International Court of Justice: advisory opinion recognizes the right to strike as protected under the ILO Convention
On 21 May 2026, the UN International Court of Justice (ICJ) delivered a landmark advisory opinion, ruling that the right to strike is protected under the Freedom of Association and Protection of the Right to Organise Convention (No. 87), one of the core conventions of the International Labour Organization (ILO), adopted in 1948. The ruling marks a historic moment in international labour law, settling a long-running dispute between workers and employers worldwide over the scope of one of the most fundamental treaties governing labour rights.
The case had been referred to the Court by the ILO's Governing Body in November 2023, after years of deep disagreement among the agency's three core constituents, governments, employers, and worke, over whether Convention No. 87 protects the right to strike, even though the treaty contains no explicit mention of strike action. At the heart of the dispute was a deceptively simple question: does the right to organize under the convention also include the right of workers and their organizations to take strike action?
Employers' groups argued firmly that the convention contains no provision whose ordinary meaning implies such a right, pointing to the treaty's drafting history as evidence that there was never any intention to include strike action within its scope. Workers' representatives, on the other hand, contended that the right to strike is inherent in freedom of association and has long been recognized by ILO supervisory bodies, making it an inseparable part of the convention's protections.
The Court acknowledged that Convention No. 87 "does not contain an explicit reference to the right to strike", but stressed that the absence of such a provision "does not necessarily mean that the issue is excluded" from the treaty. The judges found that strike action could reasonably fall within the ordinary meaning of workers' organizations' activities, as referenced in the convention, alongside provisions protecting the right of workers and employers to form organizations and defend their interests.
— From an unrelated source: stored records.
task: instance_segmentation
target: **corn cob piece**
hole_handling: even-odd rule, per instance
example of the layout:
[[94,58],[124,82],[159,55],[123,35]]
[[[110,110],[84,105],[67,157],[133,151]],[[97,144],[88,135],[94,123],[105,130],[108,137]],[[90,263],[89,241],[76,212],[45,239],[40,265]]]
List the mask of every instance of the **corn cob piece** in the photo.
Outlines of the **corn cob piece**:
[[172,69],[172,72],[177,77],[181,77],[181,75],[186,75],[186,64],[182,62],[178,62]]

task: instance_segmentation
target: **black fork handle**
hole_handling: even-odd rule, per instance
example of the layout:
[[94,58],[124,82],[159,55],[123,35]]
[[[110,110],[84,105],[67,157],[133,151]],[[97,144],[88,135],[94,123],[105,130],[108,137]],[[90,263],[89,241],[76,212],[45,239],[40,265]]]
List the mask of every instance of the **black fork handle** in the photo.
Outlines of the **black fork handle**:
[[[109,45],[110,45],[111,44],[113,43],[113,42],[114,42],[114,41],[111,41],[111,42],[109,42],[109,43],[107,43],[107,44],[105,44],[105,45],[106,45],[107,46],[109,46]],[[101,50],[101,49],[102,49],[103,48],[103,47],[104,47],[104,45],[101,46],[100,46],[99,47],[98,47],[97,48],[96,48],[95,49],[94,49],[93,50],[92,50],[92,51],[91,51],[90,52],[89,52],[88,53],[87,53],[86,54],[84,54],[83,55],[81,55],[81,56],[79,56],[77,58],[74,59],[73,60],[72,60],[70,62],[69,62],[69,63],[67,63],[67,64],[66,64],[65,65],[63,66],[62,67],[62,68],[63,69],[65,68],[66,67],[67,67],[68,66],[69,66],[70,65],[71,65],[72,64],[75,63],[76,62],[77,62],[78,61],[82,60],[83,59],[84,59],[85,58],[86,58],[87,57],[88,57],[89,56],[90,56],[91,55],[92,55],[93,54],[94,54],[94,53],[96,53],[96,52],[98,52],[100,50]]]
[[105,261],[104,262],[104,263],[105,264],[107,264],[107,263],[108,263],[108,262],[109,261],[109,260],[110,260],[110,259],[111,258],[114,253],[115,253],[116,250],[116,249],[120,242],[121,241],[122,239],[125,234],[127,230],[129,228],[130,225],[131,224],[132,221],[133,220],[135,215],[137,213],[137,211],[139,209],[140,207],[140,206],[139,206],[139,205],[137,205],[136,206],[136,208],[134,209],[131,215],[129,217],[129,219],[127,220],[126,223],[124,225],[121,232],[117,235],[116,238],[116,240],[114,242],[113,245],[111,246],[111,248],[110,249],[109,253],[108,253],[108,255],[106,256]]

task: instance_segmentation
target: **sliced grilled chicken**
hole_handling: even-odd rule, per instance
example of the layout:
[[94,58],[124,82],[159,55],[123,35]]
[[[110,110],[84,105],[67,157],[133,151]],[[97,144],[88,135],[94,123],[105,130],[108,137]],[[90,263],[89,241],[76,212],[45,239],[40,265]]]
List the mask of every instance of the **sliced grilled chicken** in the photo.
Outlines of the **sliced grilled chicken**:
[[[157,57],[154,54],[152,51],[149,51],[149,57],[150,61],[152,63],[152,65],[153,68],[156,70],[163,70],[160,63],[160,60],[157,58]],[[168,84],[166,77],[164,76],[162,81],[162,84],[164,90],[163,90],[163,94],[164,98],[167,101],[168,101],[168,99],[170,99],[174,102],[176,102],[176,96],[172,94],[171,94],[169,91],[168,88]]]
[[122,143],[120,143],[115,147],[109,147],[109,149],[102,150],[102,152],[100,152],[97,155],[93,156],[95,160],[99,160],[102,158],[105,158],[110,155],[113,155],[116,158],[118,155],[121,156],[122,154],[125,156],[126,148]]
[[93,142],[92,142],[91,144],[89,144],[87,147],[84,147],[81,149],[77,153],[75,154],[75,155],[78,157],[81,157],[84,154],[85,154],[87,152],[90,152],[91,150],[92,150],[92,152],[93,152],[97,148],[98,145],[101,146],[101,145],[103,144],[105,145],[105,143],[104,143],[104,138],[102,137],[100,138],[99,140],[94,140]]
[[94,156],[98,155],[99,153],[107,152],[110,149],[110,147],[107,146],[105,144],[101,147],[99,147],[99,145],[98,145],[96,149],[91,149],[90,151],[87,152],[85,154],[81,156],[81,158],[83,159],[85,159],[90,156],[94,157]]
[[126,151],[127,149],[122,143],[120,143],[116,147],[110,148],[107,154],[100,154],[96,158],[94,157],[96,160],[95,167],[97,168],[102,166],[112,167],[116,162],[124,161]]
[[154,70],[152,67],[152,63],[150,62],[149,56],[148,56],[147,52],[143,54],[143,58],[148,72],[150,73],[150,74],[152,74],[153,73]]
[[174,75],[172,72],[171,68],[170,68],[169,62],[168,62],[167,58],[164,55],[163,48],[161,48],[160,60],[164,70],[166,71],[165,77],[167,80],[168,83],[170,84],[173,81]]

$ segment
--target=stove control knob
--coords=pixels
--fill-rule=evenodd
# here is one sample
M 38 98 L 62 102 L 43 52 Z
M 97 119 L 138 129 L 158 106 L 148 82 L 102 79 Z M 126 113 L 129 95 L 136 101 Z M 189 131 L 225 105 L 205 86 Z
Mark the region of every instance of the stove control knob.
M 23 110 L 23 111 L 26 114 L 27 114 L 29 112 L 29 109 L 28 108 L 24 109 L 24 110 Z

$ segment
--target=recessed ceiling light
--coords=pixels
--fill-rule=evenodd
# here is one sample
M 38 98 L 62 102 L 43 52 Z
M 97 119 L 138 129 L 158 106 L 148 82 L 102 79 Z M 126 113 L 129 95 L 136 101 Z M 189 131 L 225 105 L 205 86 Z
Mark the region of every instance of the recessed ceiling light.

However, the Court was careful to emphasize that its opinion does not define the exact scope, precise content, or conditions for the exercise of the right to strike, leaving those questions open for further deliberation by the ILO and its constituents.
This case was only the second time in ILO history that a question concerning the interpretation of an international labour convention had been referred for an advisory opinion, and remarkably, it was the first such request to the ICJ since its creation in 1945. While ICJ advisory opinions are not legally binding judgments, they carry enormous legal and political weight, shaping national legislation, international negotiations, and ongoing debates about the rights of workers around the globe. The ILO's Governing Body is now expected to consider the Court's opinion and determine any appropriate follow-up at its November 2026 session, where the ruling's practical implications for international labour standards are likely to be at the center of discussion.